Latin Americanists Among Bilinski Dissertation Fellowship Recipients
April 12, 2014
Of the five University of New Mexico doctoral students who will receive a 2014 Russel J. and Dorothy S. Bilinski Dissertation Fellowship for their dissertation work, two are Latin Americanists - and both have been previously recognized by the Latin American and Iberian Institute (LAII) as LAII Ph.D. Fellows. Rebecca Ellis and Rachael Spaulding, respectively, research education among blind students in Argentina and the experiences of early modern Afro-women. The three other students who will receive the Fellowship are Mary Henderson, Nicholas Schwarz, and Gino Signoracci.
Russell J. and Dorothy S. Bilinski's goal in life was to be independent and challenged intellectually. Both Bilinski's were true intellectuals; Adventuresome, independent and driven, Russell was a researcher, academician and an entrepreneur. Doro was an accomplished artist and patron of the arts. They believed that education was a means to obtain independence, and this is the legacy they wished to pass on to others.
The Bilinski Fellowship is offered to full time doctoral students studying English, American Studies, Foreign Languages & Literatures, History, Linguistics, Philosophy, or Spanish & Portuguese. They include a $12,000 stipend per academic semester for up to three semesters. The Bilinski Educational Foundation provides fellowship funds for students who maintain the highest academic achievement, but who lack the financial resources to pay for the highest caliber post-secondary education.
Rebecca Ellis is an advanced Ph.D. Candidate in the Department of History. She spent the last year working and living in Argentina where she was developing her current dissertation project. In her research, Rebecca examines the creation of political communities among blind students and immigrants in Argentina during the first half of the twentieth century. Her project attempts to understand how the blind attempted to generate better and more diverse labor opportunities by differentiating themselves from other disability categories that policy makers in Argentina increasingly labelled as dangerous. Understanding how disability was differentiated in Argentina both internally and externally to the blind movement will help further our understanding of the ways in which early twentieth century political movements promoting the interests of disabled persons established the basis of later twentieth century movements grouping persons with disabilities into a single cause.
Rachel Spaulding is an advanced Ph.D. candidate in colonial literature in the Spanish and Portuguese Department. Her dissertation focuses on the textual productions and mystical experiences of three early modern Afro-women: Spain's Sister Teresa Juliana de Santo Domingo, also known as Chicaba, Peru's Úrsula de Jesés and Brazil's Rosa Maria Egipçíaca. Her interdisciplinary research applies performance theory to explain how these women's texts foster a reading of transformation from slave subject to mystical agent.
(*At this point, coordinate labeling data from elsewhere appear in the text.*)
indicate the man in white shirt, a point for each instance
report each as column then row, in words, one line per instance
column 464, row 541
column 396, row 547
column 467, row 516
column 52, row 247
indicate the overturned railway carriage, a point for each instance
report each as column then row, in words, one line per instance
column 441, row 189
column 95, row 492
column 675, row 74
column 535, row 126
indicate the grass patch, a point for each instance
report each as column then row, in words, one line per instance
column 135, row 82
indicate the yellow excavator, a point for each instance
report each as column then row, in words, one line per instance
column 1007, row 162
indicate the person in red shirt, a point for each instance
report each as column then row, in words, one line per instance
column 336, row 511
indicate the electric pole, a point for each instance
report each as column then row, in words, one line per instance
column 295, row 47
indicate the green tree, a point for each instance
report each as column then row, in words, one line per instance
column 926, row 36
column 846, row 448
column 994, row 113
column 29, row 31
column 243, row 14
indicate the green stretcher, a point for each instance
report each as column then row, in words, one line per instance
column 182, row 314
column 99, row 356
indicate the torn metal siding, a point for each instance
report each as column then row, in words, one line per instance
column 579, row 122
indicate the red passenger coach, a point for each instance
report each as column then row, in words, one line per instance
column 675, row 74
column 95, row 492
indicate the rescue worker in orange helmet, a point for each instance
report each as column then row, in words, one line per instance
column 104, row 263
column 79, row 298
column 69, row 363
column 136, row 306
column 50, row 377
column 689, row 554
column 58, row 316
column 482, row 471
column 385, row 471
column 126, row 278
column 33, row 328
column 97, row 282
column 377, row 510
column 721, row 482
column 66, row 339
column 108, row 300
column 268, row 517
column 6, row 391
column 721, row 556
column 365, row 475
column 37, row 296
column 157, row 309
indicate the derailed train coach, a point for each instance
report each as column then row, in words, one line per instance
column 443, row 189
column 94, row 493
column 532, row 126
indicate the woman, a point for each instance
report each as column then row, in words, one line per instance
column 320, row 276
She received the LAII PhD fellowship for the academic year of 2013-2014. During this time she completed two chapters of her dissertation and research for her final chapters. The research she completed during her time as an LAII PhD Fellowship recipient frames her literary analysis of the Afro-women's text within the historiography of the Ibero-Atlantic field. The Bilinski PhD Fellowship will facilitate the completion of her dissertation by May of 2015.